In the last Record, the big story was about the mental health of clergy, and how the rate of clinical depression among Canadian clergy in mainline denominations is twice the national average. The main article presents the facts and the Editor, David Harris, offers an editorial on the subject. At the end of the article, he offers boundaries that clergy ought to follow. Most of them make a lot of sense. Here’s where I disagree:

“Time off is not a perk. (How many people with Monday-Friday jobs are required to go in on Sunday?)” – I actually agree, except that there are many people who are required to work overtime without pay – not that that’s fair, but still. Clergy aren’t alone in this.

“Ministers who spend time visiting will not have time to lead a church to growth.” This reveals an assumption about visiting. I’m in a church plant, and visiting is essential for growth – the issue isn’t whether your visiting, its who you are visiting. Key leaders need to have a relational connection with the minister. When a church is small, new people are more likely to make a connection with the minister. Visits might look different today for many new people – more might happen at Starbucks, but visiting newcomers is essential for growth. This model of visiting means that the regulars might feel somewhat neglected, but I believe that when we can point out who we are visiting, they understand the priority on the new person.

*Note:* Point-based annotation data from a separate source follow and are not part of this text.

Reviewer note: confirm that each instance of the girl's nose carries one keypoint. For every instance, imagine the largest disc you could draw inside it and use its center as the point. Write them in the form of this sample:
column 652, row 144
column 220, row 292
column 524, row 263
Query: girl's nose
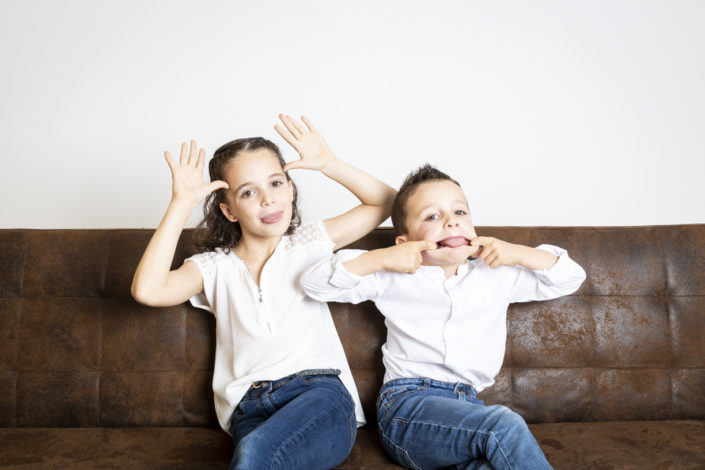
column 450, row 223
column 266, row 198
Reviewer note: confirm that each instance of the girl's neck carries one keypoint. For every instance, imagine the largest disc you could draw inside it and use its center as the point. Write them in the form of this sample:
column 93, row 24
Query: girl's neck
column 255, row 249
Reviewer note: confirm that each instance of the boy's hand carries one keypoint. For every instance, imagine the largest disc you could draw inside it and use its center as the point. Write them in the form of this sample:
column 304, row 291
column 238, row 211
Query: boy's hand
column 403, row 258
column 313, row 149
column 406, row 257
column 496, row 252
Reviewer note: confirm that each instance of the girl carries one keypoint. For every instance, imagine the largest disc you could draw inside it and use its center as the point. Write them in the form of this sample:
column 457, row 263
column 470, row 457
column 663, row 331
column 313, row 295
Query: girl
column 282, row 385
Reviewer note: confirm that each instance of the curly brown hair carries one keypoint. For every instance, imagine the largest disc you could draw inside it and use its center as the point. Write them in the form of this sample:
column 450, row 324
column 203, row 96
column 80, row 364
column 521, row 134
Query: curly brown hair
column 411, row 182
column 215, row 230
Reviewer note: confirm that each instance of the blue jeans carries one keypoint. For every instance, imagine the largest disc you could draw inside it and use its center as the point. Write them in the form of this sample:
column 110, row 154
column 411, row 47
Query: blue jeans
column 427, row 424
column 303, row 421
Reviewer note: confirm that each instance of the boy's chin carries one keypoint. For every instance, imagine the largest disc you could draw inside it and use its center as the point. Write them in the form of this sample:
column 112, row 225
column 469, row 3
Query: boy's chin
column 446, row 256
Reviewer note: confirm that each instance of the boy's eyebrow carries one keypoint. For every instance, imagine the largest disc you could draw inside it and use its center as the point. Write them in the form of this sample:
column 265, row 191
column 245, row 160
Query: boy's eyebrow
column 465, row 203
column 246, row 183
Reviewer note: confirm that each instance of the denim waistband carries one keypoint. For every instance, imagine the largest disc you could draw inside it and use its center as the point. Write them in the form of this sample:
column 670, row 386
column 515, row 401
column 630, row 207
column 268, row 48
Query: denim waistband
column 430, row 383
column 274, row 384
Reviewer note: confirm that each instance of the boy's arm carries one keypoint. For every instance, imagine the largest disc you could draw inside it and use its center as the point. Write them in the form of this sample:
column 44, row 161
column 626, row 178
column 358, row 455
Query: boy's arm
column 329, row 281
column 376, row 196
column 351, row 275
column 549, row 273
column 403, row 258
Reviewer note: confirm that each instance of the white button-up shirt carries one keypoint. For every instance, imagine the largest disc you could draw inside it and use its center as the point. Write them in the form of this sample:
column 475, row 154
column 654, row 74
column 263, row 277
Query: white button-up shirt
column 269, row 331
column 453, row 329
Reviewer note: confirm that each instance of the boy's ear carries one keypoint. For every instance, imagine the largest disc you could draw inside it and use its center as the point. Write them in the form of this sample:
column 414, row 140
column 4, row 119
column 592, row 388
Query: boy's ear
column 227, row 212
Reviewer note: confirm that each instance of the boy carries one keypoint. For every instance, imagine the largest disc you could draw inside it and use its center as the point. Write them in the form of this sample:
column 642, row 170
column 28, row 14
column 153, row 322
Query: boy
column 446, row 321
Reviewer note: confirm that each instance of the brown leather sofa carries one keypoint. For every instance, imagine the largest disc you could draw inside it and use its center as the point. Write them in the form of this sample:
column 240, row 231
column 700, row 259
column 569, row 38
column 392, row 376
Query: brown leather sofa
column 612, row 377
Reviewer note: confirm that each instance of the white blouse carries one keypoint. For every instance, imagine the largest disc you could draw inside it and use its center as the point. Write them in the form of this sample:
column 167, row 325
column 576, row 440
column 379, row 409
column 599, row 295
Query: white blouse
column 270, row 331
column 452, row 330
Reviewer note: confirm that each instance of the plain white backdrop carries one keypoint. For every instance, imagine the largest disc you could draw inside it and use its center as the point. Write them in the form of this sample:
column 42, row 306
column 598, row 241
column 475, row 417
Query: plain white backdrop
column 547, row 112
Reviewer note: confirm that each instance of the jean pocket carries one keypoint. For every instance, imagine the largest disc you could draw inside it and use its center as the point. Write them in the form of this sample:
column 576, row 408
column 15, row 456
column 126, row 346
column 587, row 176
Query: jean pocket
column 398, row 454
column 389, row 396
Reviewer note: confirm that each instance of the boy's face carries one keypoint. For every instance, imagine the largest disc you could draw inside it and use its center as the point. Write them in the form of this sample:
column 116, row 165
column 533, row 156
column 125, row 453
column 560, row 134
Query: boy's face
column 438, row 211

“Ministers cannot be best friends with members of the congregation.” First off, what do you mean by “best friend?” If you mean – “the person you tell absolutely everything to” then you might be right. But my best friends are people who I play sports with, go to movies with, talk to about life and church, study the Bible with, worship with. Yes – I have some of my best friends in my congregation. But, I also have people, trusted colleagues, mentors who I can talk to about things that I can’t talk to my “Church friends” about. My wife is probably the person that I tell the most, who knows the most about me, but it would be ludicrous to say she really shouldn’t be in the same church as me. No best friend in Church? What does that say about the congregation? What does that say about the unhelpful distinction between clergy and laity? The people should all be one body, brothers and sisters in Christ, friends of faith, and the minister, well… I’m not allowed to be best friends with you. That doesn’t make a lot of sense to me. Granted close relationships complicate things in a Church, but should that stop us from developing close relationships? I’m really glad that “complicated relationships” didn’t stop Jesus from befriending his disciples. Come to think of it, when I’m talking to little kids about Jesus and his disciples, I usually tell them that they were like his best friends. Is this wrong?

“A 40-hour work-week means just that, including meetings, worship, visiting newcomers, funerals, weddings and every other duty expected of a minister, plus the preparation for all these.” – Whoa. Hold on there. I know tons of people who work way more than 40 hours per week AND they manage to do church work in their “time off.” I don’t think ministers should be running themselves into the ground, but honestly where are we volunteering? I think we ought to have reasonable expectations of the use of time, but I don’t think 40 hours every week is really reasonable. Who decided that 40 hours is our limit? Was it arbitrary? Yes, clergy need rest, and yes, clergy ought to model for others what is healthy (and guard our day off!) – but honestly, we can’t use a time clock. Some weeks we’ll be well over 40 hours. Other weeks, and lets rejoice in this and not feel guilty, things will be lighter. We have a great gift of flexibility with our time. Let us give thanks for that.

Boundaries are important, but what has helped me far more are some pretty basic things:
1) Reading the Bible consistently. I struggle with this, but when I read the Bible “for fun” or for personal spiritual development, I’m better off
2) Prayer – I started a prayer support group of people outside the church. I used to send them monthly emails – its less frequent now.
3) People – I get together weekly with another minister to chat and pray for each other for about 45 minutes. I get together monthly with a different minister to do the same thing. I try to have a coach/mentor outside of these other two who can help me reflect on what is happening in the congregation and how I am engaging my call as a minister. Sometimes this is every two weeks, or once a month. All of this is time well spent.
4) Exercise. I play sports (which also gives me some extra community that isn’t focussed around worship or study, but fun and play)

Those are my “big four”.

Anyway – thanks for the article, Mr. Harris – it got me thinking.